Cosa fanno le istituzioni?
Poco. Nel 2001 è stata approvata una legge per istituire centri di riferimento regionali. Ma i fondi sono scarsi e la realizzazione della rete è molto lenta. Inoltre non ci sono specialisti e mancano i farmaci specifici, perché non hanno mercato. Qualcosa si muove a livello privato ma sono le famiglie di chi è affetto da malattie rare che si muovano, si collegano, cercano risposte confrontandosi con chi affronta gli stessi problemi . Spesso le trovano. La soluzione per attenuare gli effetti della malattia può essere una certa pratica riabilitativa, un certo tipo di attività sportiva, il rinunciare a mangiare un determinato cibo. Spesso le famiglie ci arrivano da sole, studiando, osservando, arrivando a individuare faticosamente il medico giusto, che ascolta e mette a fuoco il problema. E dopo questi drammatici percorsi quel bambino o quella bambina che secondo alcuni medici non avrebbero avuto che la prospettiva di vivere come “vegetali” possono vivere dignitosamente, anche con gioia e per la gioia di chi li ama.

Cosa fare per aiutare queste persone?
Parlarne. Il più possibile. Fare conoscere le loro difficoltà. Aiutarle a mettersi in contatto tra loro per scambiarsi informazioni e consigli e vincere l’isolamento. Del resto Margherita De Bac lo spiega già nell’introduzione quello che si propone con il suo nuovo libro: ”Se scrivere può contribuire a non spegnere la telecamera, lo farò. Per l’impegno preso con le mamme che mi hanno pregato di non fermarmi. Uno di loro mi ha scritto sul blog: ricevere una tua risposta riempie la mia giornata di luce.

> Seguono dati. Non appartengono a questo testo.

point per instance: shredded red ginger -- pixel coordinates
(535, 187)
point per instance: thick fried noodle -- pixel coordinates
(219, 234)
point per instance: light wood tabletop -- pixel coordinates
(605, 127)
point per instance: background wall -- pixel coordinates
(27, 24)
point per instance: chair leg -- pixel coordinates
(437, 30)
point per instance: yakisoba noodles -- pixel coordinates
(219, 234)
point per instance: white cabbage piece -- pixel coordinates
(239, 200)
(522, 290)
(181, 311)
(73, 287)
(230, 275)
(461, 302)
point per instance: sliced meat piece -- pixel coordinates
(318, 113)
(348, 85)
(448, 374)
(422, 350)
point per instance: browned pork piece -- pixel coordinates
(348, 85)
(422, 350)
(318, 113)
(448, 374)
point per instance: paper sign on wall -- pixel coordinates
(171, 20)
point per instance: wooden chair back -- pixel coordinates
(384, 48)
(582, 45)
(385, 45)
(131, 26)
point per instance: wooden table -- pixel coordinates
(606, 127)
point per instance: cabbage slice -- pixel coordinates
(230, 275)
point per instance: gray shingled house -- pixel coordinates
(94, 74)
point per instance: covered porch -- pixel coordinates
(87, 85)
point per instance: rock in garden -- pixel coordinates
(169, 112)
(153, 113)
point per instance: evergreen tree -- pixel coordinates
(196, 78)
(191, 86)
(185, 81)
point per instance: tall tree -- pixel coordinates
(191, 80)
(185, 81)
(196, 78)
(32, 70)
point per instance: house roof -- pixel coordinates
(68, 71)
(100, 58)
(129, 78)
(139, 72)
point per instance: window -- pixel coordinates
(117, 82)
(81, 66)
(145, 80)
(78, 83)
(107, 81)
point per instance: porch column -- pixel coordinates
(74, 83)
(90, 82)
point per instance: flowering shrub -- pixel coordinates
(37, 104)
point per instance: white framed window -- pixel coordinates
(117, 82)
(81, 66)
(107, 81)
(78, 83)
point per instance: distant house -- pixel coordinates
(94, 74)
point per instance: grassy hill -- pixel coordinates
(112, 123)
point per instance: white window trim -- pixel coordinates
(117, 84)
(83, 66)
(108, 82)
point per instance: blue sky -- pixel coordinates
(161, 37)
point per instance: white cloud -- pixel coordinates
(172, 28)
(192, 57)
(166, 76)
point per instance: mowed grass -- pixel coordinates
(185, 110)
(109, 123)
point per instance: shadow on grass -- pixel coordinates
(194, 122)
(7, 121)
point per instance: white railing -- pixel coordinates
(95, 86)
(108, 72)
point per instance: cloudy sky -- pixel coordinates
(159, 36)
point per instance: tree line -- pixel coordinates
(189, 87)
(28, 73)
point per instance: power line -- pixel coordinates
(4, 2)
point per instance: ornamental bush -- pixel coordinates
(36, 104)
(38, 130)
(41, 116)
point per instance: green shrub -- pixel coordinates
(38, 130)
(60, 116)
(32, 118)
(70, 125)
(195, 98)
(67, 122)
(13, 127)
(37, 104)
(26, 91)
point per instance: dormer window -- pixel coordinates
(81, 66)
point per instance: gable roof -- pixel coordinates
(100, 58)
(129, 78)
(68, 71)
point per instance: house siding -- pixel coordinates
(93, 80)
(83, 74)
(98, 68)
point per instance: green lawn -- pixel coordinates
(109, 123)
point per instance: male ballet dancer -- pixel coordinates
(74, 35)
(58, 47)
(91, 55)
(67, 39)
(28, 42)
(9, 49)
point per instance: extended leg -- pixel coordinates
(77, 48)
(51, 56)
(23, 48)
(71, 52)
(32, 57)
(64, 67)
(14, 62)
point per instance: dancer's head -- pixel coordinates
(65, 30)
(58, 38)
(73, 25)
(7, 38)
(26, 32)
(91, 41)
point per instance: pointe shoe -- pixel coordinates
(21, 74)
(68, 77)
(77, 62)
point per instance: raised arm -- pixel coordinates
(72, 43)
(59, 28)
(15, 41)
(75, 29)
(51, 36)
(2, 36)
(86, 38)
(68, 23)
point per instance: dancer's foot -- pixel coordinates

Per me è esattamente lo stesso”.

Margherita De Bac è una giornalista del Corriere della Sera. Scrive di medicina, sanità e bioetica. “Noi, quelli delle malattie rare. Storie di vita amore e coraggio” è il suo secondo libro sull’argomento.Il primo è stato: ”Siamo solo noi”. Nel 2009 ha aperto il blog www.lemalattierare.info, che è diventato un luogo di dialogo e di confronto per famiglie di ammalati, medici e ricercatori.